The concept of e-litigation was first introduced in Indonesia with Supreme Court Regulation 3/2018,(1) the scope of which was largely confined to the electronic filing and service of documents, payment of court fees and internal case administration by the courts.

Following Regulation 3/2018, Chief Justice Muhammad Hatta Ali officially launched the country's new e-litigation system (known as the 'e-Court') during a ceremony in Balikpapan, East Kalimantan, on 13 July 2018.

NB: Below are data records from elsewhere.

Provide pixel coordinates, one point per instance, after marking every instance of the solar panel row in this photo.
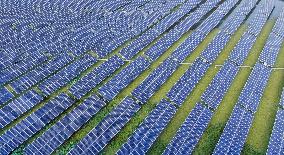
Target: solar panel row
(19, 133)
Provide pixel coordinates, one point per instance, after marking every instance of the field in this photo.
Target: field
(259, 134)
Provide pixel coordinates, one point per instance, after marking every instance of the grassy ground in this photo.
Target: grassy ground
(218, 122)
(194, 97)
(161, 93)
(259, 134)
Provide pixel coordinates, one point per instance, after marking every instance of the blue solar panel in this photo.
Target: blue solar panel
(5, 95)
(235, 132)
(98, 138)
(188, 81)
(65, 127)
(190, 132)
(124, 78)
(154, 81)
(66, 75)
(147, 132)
(276, 140)
(23, 130)
(17, 107)
(92, 79)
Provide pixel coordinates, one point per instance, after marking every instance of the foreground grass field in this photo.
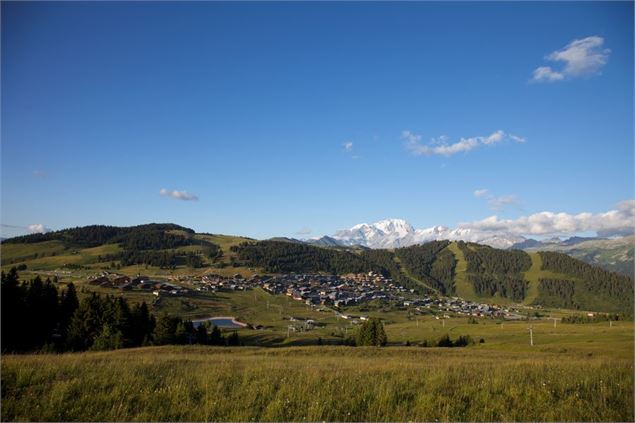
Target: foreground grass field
(318, 384)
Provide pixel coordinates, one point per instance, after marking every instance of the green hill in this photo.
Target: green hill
(467, 270)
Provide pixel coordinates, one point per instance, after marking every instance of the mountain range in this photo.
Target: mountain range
(614, 254)
(467, 270)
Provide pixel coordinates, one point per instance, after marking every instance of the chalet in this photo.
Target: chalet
(100, 281)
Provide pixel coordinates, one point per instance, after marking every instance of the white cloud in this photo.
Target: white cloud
(441, 146)
(178, 195)
(479, 193)
(38, 228)
(580, 58)
(304, 231)
(545, 73)
(619, 221)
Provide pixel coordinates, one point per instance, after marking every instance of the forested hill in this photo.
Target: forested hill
(466, 270)
(462, 269)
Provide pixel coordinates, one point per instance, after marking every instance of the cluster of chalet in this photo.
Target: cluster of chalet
(458, 306)
(212, 282)
(126, 283)
(334, 290)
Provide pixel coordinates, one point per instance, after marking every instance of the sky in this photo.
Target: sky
(300, 119)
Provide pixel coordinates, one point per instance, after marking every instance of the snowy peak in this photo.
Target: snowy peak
(394, 233)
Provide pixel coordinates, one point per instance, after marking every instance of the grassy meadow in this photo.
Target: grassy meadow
(578, 372)
(318, 384)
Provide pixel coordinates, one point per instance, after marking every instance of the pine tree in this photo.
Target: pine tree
(13, 312)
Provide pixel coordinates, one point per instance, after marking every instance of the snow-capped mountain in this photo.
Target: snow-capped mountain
(394, 233)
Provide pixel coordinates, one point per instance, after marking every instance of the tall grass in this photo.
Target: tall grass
(316, 384)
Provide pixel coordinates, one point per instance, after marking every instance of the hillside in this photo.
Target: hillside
(468, 270)
(617, 255)
(582, 382)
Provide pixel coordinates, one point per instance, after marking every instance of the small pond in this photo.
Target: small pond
(221, 322)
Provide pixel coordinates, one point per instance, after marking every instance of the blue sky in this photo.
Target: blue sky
(250, 107)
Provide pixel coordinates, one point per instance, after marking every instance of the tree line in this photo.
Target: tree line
(287, 257)
(492, 271)
(557, 293)
(419, 261)
(596, 280)
(96, 235)
(37, 316)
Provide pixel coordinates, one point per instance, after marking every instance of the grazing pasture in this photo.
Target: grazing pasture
(319, 384)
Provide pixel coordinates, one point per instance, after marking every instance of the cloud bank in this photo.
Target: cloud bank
(620, 221)
(441, 146)
(178, 195)
(582, 57)
(38, 228)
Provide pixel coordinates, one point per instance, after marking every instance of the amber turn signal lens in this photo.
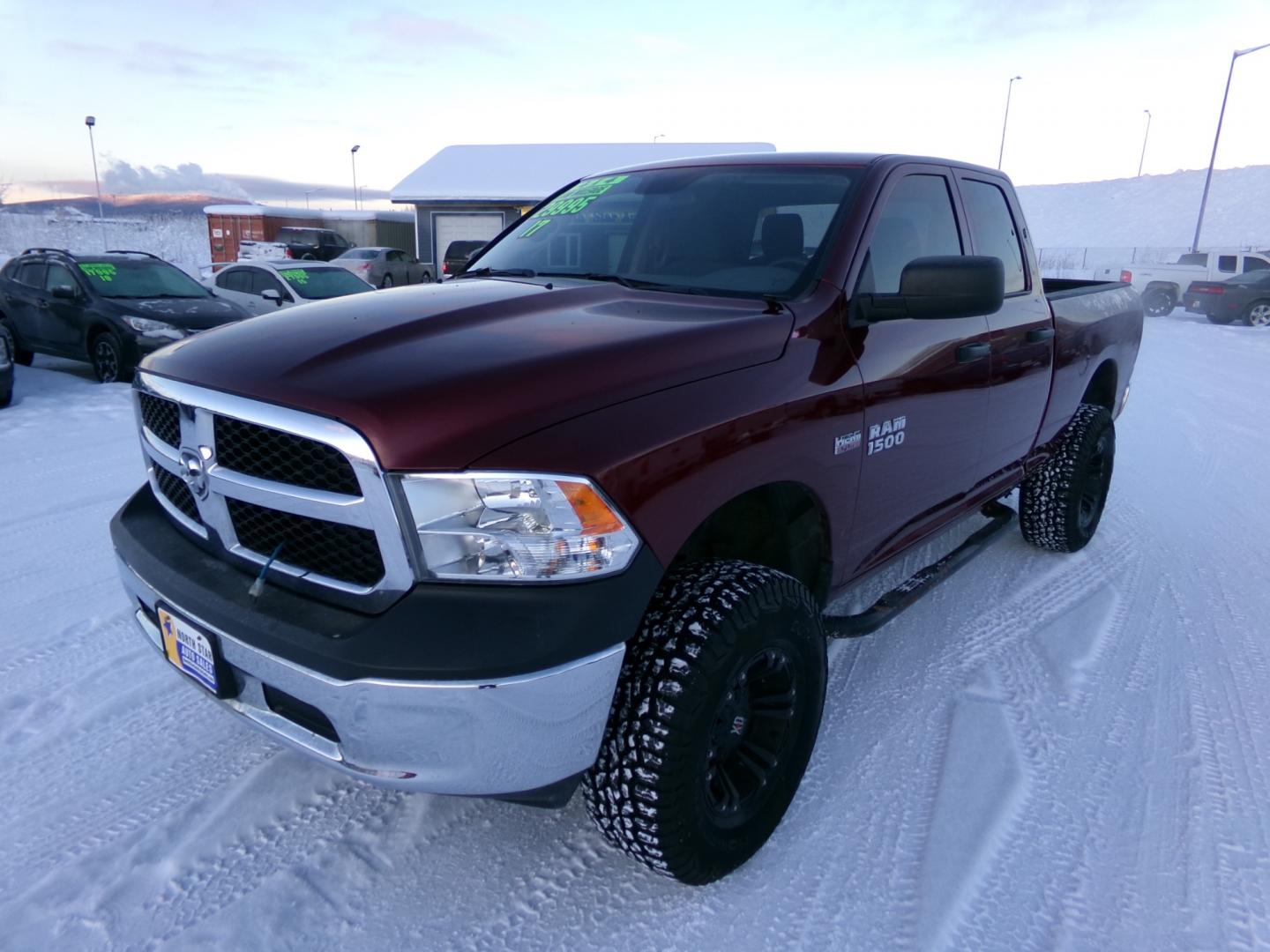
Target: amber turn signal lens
(594, 516)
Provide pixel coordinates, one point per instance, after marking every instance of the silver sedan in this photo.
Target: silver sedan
(385, 267)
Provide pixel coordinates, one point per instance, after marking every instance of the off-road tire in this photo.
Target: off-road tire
(1258, 314)
(20, 355)
(651, 788)
(1061, 504)
(1159, 302)
(106, 354)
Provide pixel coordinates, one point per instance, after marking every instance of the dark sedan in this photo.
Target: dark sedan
(1244, 297)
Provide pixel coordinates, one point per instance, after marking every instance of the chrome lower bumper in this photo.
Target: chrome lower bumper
(508, 736)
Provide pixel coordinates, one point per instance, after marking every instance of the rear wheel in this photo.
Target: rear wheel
(1061, 504)
(713, 723)
(106, 353)
(1259, 314)
(1159, 302)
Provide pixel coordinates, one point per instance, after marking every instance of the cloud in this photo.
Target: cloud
(124, 178)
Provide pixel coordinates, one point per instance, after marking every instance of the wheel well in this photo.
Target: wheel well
(781, 525)
(1102, 389)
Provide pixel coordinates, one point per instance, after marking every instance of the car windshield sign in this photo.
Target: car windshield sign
(743, 231)
(130, 279)
(320, 283)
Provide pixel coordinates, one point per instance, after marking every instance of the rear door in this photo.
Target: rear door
(926, 381)
(1021, 333)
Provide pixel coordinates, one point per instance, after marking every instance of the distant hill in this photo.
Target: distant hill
(1152, 211)
(123, 205)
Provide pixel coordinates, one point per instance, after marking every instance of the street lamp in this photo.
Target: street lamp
(1208, 179)
(354, 153)
(1145, 143)
(90, 121)
(1009, 90)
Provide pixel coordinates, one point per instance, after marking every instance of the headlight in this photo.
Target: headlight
(153, 329)
(516, 527)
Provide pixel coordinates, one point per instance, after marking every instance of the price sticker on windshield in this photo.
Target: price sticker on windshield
(101, 271)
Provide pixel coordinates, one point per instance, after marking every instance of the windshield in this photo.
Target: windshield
(728, 230)
(320, 283)
(133, 279)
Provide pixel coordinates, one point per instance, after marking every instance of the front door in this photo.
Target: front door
(926, 381)
(1021, 333)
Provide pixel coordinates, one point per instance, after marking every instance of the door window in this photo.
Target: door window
(992, 230)
(60, 276)
(31, 273)
(235, 279)
(915, 222)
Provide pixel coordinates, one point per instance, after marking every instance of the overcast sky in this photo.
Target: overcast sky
(282, 90)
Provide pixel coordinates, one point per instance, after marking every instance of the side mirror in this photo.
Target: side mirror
(935, 288)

The Supreme Court has now issued a new regulation (Regulation 1/2019, effective 19 August 2019),(2) which significantly expands the scope of the earlier regulation and envisages the eventual development of a full-blown electronic court system, meaning that proceedings can be commenced, court fees paid, documents and pleadings submitted, hearings conducted and judgments pronounced electronically. To ensure that this goal can be achieved, Regulation 1/2019 anticipates that evidentiary hearings (ie, hearings during which evidence is heard) will ultimately be capable of being conducted remotely by means of video conferencing. However, as the Supreme Court readily admits, it will be some time before this can be realised as a significant investment in the necessary technological infrastructure will be required.

For the time being, e-litigation services are available only for civil and administrative proceedings in the district courts, religious courts, administrative courts and military courts. Regulation 1/2019 also expands the scope of the e-litigation system to encompass the appellate, cassation and judgment-review levels, whereas previously, under Regulation 3/2009, it was restricted to proceedings at first instance.

Ali's Directive 129/KMA/VIII/2019 provides technical guidelines to support the implementation of Regulation 1/2019.(3)

Current situation

At present, e-litigation services are confined to the:

  • e-filing of documents (eg, claims and applications, powers of attorney and pleadings);
  • e-payment of court fees;
  • e-summons to hearings; and
  • e-notification of judgments.

According to the e-Court website, e-litigation services are currently available in:

  • all of the country's 382 district courts;
  • 412 religious courts (including the shariah tribunals in Aceh province); and
  • 30 administrative courts.

Up-to-date figures on the use of the system are unavailable. However, at the end of March 2019 it was reported that 208 cases in the district courts, 714 cases in the religious courts and 28 cases in the administrative courts had been filed online.

A firm timeframe for the roll-out of electronic evidentiary hearings has yet to be announced.


While the move towards the establishment of a comprehensive e-litigation system is to be commended, there are nevertheless several constraints that could hamper the process.

First, the fact that the consent of both parties (ie, plaintiff and defendant) is required before e-litigation services may be used could impede uptake as – from a psychological perspective – many defendants will likely be unwilling to accept anything that would make it easier for them to be sued.

There are also concerns over data security. Potential litigants – particularly businesses – may consider that the time and cost savings generated by e-litigation are outweighed by the dangers posed by entrusting confidential information to an external electronic system.

Another possible constraint is resistance from courtroom lawyers, some of whom will no doubt be concerned about the disruption to their established ways of doing things and the potential loss of income that e-litigation could cause.

Notwithstanding these potential obstacles, the Supreme Court will hopefully press ahead with its ongoing development of the e-litigation system. Not only will e-litigation result in considerable savings in terms of time and money for businesses that find themselves involved in legal disputes, it will also be of significant benefit to the general public in a country as large as Indonesia, where the geographical distance from physical court infrastructures often serves as a real impediment to justice.


(1) Supreme Court Regulation 3/2018 on Electronic Administration of Cases in the Court System.

(2) Supreme Court Regulation 1/2019 on Electronic Administration of Cases and Hearings in the Court System.

(3) Chief justice's Directive 129/KMA/VIII/2019 on Technical Guidelines for Electronic Administration of Court Cases and Hearings.